Three Things to Consider
Chances are–that if you live on your own–you have at one moment or another weighed the option of renting vs buying a house and the pros and cons associated with both. In the past, the decision for renting vs buying a home was more clear cut. It was almost like a natural right of passage, moving from renting to owning a home in the average American nuclear family. However, as more and more young adults begin to migrate back into the city and remain single longer, the answer to this age old question is less…well…clear cut.
So…without further ado, here are three things to consider when contemplating buying a house vs renting an apartment.
Consider Your Budget – Renting vs Buying a House
When considering renting vs buying a house the variables can be innumerable. So, we’re going to focus only on a few key factors.
You need to find the perfect real estate agent and budget is key. One thing we all learned from the subprime mortgage crisis of 2008 is you need to be like “Invictus,” becoming ‘the master of your fate’ by making sure you understand exactly how much you can afford. Maxing out your cost of living on a projected increase in salary is never a good idea; thus, living beneath your means is always the wisest decision.
Furthermore, you need to understand all the added costs of owning vs renting. Although a rental property lease can differ greatly from lease to lease, often costs of sewer and water are built into your monthly rent. These will 100% be your responsibility as a homeowner which can amount to hundreds of dollars in additional costs each month. In addition, all repairs are generally covered by your landlord or the property owner while renting. That broken fridge or stove you experienced in college…it’s now your problem. Again, all repairs will be your responsibility as a homeowner and–depending on the age of your home–can be substantial. So if you don’t have a significant extra income month-to-month beyond your monthly housing allotment, renting a property could be in your best interest.

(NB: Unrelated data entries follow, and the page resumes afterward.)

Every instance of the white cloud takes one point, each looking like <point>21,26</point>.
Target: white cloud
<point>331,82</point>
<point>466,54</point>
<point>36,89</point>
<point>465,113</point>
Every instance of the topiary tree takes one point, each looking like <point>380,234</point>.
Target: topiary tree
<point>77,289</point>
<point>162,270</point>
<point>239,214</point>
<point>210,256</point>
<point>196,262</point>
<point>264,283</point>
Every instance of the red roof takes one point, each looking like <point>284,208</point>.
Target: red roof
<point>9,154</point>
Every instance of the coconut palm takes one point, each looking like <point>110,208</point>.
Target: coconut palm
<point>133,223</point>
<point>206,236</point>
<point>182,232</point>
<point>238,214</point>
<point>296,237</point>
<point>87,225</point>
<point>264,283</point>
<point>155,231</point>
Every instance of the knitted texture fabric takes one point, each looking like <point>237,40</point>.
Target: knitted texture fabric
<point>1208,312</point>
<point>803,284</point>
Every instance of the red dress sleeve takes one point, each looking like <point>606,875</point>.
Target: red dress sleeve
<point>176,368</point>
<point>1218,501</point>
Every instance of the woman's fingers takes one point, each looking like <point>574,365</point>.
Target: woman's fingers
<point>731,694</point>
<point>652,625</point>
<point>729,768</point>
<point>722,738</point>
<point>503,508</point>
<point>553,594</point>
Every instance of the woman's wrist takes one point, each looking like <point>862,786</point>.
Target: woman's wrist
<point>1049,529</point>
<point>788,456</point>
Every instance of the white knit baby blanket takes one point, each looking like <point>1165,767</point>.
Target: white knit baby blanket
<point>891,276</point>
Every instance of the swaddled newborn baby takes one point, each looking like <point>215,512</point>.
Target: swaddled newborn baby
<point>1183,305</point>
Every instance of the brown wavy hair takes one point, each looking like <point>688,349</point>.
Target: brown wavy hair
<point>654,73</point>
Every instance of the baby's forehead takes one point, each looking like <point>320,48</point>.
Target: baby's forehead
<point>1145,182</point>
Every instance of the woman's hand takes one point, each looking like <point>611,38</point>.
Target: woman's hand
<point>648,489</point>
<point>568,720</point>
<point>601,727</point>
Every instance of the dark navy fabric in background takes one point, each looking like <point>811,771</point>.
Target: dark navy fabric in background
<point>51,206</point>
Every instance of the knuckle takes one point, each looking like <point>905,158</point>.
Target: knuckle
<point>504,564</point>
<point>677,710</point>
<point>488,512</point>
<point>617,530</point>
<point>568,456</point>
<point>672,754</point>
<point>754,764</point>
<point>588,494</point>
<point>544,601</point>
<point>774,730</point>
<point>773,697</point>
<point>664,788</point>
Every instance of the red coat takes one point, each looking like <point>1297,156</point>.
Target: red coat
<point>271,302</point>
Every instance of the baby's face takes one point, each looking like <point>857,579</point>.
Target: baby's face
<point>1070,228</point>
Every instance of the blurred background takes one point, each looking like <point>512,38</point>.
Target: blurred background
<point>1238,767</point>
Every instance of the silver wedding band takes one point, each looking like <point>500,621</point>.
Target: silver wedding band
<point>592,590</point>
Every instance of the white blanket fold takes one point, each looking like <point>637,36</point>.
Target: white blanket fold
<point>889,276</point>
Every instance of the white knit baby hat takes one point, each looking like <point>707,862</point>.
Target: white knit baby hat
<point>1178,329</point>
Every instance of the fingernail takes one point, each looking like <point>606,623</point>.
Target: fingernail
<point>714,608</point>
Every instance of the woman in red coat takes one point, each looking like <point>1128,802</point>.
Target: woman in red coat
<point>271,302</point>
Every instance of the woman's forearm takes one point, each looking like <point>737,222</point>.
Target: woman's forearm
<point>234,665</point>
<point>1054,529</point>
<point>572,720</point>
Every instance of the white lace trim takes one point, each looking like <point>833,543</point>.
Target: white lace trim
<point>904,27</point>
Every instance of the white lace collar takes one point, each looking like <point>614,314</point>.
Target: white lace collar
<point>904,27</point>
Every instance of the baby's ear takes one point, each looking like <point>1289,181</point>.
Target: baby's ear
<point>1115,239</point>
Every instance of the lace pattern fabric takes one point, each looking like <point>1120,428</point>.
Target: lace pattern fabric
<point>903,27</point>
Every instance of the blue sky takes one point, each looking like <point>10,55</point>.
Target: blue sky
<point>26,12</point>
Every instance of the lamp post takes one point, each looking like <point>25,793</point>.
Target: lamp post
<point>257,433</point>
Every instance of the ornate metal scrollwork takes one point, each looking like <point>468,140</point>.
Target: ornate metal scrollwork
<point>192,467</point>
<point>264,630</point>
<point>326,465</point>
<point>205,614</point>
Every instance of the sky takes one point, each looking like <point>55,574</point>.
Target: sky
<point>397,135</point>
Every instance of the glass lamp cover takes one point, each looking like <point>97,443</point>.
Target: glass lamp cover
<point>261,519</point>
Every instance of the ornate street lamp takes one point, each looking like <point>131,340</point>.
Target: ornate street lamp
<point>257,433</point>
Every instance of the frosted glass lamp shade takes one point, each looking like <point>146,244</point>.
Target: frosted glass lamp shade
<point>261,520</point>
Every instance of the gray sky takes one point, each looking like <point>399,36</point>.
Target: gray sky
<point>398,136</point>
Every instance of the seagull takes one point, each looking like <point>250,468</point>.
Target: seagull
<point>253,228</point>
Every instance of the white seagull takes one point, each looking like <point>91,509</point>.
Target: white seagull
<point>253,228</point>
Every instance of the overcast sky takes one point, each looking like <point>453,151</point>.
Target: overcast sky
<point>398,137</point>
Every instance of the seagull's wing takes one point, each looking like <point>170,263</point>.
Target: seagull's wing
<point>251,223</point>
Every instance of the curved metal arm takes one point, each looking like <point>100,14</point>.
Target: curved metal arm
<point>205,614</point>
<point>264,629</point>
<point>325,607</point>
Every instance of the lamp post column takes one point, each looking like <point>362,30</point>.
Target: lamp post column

If you are considering transitioning from renting to buying a house, we recommend using the financial calculator created by the New York Times in 2014. It is an incredible tool designed to help you understand just how much money you’ll be spending each month. In addition, it’s wise to find out how much the local taxes are in your area of interest and how often do they increase in that district. In 2018, the Coatesville area school board increased school taxes by 5.27%. Those costs are absorbed by the homeowner. Thus, if you live on a very tight, strict budget renting may be your best option and can provide a lot of additional benefits, including flexibility.
DO YOU WANT FLEXIBILITY? THEN RENT!
The fact of the matter is buying a home is a major investment, not only financially but also on your time, mental health, and overall quality of life. More than likely your mortgage will be between 20 and 30 years; meaning, you are certainly tied down and planning to stay put for a long time. Of course you always have the option to sell, but you are forfeiting the closing costs on the property and the costs of inspections.
Also, age is a distinguishing factor when considering renting vs buying a house. According to the Bureau of Labor and Statistics, Americans between the ages of 25 and 34 are only staying at an employer on an average 2.8 years. So, if you are unsure of your career, or feel like your current position is simply ‘a stepping stone,’ then renting is your best option as lease agreements are generally for 12 months with the option of renewal.
As you can see, renting has its many benefits; however, there are some strong reasons as to why purchasing a home can be truly beneficial.
ARE YOU INTERESTED IN BUILDING EQUITY? THEN BUY!
Many will say, “renting a property is like throwing money out the window.” That couldn’t be further from the truth! You are 100% being provided something for your money; a roof over your head is an absolute necessity that needs to be afforded by whatever means. Nevertheless, if you are looking to build equity within your living arrangement then buying is definitely the way to go, especially if you’re looking to purchase a home in an area that is ‘up-and-coming’ or historically experiences significant home price growth rates.
SO, “SHOULD YOU RENT OR BUY?”
As mentioned in the first of paragraph in this blog, the answer to this question isn’t as clear cut these days. You have to weigh your options and discover which path you want to pursue. In addition, there is also the “rent to buy” option which are rarer but a very distinct option and opportunity. Historically, the rent is higher in these opportunities than the going rate for the area which is designed to make up for the rent credit you receive. Nevertheless, it is an option and could provide you with a happy medium when considering renting vs buying a house.